In activist interventions, the presence of bodies marks a specific urgency: the risk of one’s life attests to the seriousness of the issue and at the same time presents a challenge to the analysis of activism. Theater- and dance studies, as disciplines for which the behavior and relationships of bodies are central objects of inquiry, have a specific responsibility to address activist interventions – it is indeed urgent for these fields to conceptualize activist creative interventions. How do we research and write about such events, where do the boundaries between performance and activism blur? Are our established methods sufficient, and are they useful? Or is there a need to re-envision approaches that are compatible with current activist practices, that are thus differently responsive to the urgency of the concerns? Is this how the continued privileged status of researching of and/or articulating about in theatre and dance studies might be challenged by participatory methods?
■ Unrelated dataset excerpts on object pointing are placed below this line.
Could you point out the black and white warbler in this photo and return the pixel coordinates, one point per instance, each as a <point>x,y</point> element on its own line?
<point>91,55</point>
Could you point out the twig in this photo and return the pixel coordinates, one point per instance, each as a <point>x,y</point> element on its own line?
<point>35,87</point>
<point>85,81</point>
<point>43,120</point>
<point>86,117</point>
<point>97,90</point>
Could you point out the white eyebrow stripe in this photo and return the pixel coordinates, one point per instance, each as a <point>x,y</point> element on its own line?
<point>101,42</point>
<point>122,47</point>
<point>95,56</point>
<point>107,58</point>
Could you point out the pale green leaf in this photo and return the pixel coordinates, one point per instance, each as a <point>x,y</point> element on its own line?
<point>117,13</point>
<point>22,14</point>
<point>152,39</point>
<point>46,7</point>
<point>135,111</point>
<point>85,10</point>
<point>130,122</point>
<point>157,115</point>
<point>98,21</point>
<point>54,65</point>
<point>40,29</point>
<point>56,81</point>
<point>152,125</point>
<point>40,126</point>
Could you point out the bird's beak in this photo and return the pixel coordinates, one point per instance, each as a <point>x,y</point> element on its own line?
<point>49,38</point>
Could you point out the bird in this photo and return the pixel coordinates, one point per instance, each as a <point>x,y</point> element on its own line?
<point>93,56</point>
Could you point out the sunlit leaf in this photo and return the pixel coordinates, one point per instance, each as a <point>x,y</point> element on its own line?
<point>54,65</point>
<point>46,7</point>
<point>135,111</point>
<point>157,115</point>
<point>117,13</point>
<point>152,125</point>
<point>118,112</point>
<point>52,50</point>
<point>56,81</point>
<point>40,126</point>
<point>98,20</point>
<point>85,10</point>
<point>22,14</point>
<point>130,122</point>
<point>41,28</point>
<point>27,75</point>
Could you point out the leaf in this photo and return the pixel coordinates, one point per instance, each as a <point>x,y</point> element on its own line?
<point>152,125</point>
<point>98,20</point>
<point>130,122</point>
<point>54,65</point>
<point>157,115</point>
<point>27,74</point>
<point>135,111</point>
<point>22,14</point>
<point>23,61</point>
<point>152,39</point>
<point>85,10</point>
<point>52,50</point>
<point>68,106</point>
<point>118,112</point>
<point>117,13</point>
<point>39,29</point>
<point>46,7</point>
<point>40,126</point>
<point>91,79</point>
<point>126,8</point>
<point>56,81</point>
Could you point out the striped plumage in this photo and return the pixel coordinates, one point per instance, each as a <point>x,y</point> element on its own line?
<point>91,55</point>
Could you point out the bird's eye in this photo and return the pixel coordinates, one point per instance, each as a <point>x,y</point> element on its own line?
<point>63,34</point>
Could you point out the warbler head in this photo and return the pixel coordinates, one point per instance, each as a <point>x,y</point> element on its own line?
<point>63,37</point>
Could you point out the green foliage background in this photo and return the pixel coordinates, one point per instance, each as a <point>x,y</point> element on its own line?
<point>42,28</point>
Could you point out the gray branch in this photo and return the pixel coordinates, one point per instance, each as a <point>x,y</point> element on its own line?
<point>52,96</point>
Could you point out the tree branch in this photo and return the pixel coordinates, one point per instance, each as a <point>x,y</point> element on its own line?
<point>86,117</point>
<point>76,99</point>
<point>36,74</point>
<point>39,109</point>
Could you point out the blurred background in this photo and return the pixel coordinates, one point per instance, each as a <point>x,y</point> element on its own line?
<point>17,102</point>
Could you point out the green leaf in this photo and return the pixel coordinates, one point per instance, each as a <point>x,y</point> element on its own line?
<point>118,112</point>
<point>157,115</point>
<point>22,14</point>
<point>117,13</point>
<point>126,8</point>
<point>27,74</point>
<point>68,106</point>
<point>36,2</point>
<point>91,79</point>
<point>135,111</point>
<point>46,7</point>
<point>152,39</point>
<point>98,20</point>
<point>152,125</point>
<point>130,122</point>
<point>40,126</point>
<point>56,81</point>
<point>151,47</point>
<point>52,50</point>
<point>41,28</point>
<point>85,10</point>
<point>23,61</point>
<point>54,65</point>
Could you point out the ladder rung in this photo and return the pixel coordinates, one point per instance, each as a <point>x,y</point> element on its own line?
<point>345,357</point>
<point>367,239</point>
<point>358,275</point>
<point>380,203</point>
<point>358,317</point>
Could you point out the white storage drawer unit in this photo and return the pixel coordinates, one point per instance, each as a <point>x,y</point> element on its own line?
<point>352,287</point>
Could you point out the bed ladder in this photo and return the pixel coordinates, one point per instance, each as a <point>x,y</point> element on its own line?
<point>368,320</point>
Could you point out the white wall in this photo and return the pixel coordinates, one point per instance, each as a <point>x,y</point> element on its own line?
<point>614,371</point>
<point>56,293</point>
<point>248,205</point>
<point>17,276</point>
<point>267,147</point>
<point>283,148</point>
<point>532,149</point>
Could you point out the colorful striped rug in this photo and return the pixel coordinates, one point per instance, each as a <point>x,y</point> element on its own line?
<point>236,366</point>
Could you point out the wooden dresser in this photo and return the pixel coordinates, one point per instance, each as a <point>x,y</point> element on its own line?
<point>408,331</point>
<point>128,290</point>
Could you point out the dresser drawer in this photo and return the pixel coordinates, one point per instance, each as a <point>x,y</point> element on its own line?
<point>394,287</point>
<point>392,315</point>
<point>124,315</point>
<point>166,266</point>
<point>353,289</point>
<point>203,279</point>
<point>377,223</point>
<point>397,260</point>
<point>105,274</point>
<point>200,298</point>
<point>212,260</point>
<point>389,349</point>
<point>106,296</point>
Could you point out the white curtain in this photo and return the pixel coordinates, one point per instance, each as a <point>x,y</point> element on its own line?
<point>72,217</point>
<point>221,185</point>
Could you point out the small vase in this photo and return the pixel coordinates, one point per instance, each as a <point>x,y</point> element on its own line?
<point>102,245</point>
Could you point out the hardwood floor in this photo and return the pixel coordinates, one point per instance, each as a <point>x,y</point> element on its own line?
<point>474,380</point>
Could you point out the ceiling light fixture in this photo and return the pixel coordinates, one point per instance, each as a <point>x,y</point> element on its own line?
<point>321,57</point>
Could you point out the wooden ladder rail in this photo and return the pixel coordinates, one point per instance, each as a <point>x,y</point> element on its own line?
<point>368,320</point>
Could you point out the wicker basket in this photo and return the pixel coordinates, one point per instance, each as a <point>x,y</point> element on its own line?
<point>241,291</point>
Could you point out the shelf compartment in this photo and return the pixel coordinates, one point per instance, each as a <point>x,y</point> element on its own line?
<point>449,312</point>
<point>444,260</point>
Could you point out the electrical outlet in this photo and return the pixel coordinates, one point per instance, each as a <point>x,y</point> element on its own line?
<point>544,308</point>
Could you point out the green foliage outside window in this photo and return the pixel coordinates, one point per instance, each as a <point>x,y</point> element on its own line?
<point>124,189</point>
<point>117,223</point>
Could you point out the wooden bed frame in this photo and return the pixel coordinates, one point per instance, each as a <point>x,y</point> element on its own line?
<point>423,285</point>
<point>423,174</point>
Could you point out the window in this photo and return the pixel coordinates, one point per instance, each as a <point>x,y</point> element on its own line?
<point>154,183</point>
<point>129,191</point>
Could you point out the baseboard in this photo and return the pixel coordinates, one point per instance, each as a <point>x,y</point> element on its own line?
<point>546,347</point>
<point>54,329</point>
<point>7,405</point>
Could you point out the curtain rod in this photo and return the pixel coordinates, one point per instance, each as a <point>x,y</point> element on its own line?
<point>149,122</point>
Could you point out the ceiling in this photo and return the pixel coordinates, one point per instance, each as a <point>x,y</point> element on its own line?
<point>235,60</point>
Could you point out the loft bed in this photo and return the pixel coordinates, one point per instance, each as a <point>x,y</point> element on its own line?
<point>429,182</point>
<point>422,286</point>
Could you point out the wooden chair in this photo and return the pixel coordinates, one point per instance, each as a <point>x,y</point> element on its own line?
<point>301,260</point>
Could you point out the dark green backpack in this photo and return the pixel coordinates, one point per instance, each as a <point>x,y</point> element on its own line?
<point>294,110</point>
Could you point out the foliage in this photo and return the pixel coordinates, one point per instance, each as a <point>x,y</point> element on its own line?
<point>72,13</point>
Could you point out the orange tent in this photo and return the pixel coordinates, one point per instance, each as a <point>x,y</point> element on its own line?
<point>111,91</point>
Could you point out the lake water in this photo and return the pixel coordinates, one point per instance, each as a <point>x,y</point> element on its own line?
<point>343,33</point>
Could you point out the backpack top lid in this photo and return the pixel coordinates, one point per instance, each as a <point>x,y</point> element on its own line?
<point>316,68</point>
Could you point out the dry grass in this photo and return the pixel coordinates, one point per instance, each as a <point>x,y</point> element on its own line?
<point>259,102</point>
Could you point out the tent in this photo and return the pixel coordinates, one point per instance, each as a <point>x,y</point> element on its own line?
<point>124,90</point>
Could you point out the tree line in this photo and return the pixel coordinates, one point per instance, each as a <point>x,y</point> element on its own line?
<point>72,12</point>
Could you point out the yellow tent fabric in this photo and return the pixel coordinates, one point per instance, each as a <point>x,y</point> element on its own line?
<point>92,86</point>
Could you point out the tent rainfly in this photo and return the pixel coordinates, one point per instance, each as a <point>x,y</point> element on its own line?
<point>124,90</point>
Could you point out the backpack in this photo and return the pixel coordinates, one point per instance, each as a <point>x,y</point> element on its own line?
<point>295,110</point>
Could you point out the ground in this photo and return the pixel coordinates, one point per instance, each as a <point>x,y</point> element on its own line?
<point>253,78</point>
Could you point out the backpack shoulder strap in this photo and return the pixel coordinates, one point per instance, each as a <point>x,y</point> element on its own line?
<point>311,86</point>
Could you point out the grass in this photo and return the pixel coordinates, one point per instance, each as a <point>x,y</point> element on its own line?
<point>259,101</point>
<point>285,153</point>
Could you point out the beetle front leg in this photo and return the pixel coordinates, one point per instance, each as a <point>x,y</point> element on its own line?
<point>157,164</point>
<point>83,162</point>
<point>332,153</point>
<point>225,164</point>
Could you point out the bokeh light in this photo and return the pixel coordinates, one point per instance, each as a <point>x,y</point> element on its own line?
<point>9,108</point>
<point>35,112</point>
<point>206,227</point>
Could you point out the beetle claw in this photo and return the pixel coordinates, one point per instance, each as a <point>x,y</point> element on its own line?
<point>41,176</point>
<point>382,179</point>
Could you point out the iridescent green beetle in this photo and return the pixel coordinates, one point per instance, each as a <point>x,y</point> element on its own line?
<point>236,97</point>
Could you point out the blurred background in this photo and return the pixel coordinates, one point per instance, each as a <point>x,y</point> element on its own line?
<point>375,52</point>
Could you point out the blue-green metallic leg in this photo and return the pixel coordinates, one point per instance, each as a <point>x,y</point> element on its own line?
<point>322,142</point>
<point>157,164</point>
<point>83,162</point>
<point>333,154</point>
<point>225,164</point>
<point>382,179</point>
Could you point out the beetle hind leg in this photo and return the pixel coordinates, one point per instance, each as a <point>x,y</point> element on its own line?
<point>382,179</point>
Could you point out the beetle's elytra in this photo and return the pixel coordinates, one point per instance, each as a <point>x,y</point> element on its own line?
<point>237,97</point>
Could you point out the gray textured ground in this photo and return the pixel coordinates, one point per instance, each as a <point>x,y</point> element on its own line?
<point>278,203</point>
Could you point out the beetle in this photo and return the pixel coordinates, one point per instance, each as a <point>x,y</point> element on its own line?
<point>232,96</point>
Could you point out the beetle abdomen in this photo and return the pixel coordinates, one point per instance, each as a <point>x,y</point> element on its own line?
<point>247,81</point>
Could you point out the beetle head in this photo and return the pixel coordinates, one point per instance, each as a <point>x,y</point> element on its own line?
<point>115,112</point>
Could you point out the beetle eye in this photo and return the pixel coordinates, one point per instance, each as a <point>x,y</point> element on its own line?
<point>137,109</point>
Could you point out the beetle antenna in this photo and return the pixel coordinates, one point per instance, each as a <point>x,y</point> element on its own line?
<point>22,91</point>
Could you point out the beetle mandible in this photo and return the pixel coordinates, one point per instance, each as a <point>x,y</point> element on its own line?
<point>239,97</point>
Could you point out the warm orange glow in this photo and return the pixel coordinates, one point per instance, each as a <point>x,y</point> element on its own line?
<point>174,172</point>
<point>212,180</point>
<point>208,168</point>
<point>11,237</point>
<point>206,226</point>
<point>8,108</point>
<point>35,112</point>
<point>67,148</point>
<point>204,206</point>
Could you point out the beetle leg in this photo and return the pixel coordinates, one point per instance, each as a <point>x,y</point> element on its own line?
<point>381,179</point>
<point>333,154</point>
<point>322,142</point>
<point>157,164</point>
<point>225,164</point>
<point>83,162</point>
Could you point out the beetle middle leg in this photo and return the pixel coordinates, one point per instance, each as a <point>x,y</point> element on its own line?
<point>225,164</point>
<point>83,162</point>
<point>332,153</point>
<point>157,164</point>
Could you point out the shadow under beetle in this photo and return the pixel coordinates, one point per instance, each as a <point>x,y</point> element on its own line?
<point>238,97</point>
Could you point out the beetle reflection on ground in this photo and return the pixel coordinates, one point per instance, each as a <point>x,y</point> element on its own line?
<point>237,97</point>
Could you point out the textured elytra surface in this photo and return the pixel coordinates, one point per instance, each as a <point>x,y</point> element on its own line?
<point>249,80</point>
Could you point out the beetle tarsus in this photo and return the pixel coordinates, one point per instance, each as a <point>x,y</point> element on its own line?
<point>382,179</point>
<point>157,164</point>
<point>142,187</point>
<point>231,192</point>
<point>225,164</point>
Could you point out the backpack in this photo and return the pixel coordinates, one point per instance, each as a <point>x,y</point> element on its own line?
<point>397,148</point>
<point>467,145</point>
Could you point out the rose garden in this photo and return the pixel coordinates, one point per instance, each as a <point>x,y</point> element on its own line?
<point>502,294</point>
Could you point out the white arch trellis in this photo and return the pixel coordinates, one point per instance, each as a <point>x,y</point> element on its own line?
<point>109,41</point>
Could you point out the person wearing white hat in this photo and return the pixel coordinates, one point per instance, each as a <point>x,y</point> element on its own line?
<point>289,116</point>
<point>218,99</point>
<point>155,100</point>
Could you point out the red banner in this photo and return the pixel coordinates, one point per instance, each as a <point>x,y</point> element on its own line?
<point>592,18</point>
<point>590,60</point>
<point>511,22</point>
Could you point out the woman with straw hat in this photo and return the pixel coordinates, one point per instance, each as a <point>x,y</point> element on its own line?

“Analyzing Activist Bodies. A Forum on Methodologies of Research on Activism” discusses these questions of methodologies. Short impulse talks from international researchers from different disciplines (theater, dance, literature, and dramaturgy) will address the topic of activism and methodology from five different foci. Alexander H. Schwan discusses how spirituality in contemporary dance fosters non-affirmative resilience. Lindsey Drury addresses a history of Native American body-based resistance to the “Code of Indian Offenses” that illegalized Indigenous dance and ceremonial practices. Andrej Mirčev focuses on iconoclasm in selected performances from Southeastern Europe that showcase the politico-religious power mechanisms of the post-socialist state through subversive gender staging and non-conformist embodiment. Susanne Foellmer addresses the concept of vulnerable bodies in protest. Not least since the covid-19 pandemic, the corporeality of risk is accompanied by another narrative: the one of protection which has been frequently articulated through choreographic means of assigning campaigns on site. Nina Tolksdorf focuses on bodies that have to withdraw into virtuality in order to appear at all, and shows to what extent methods from theater and dance studies are needed to analyze activist digital literature.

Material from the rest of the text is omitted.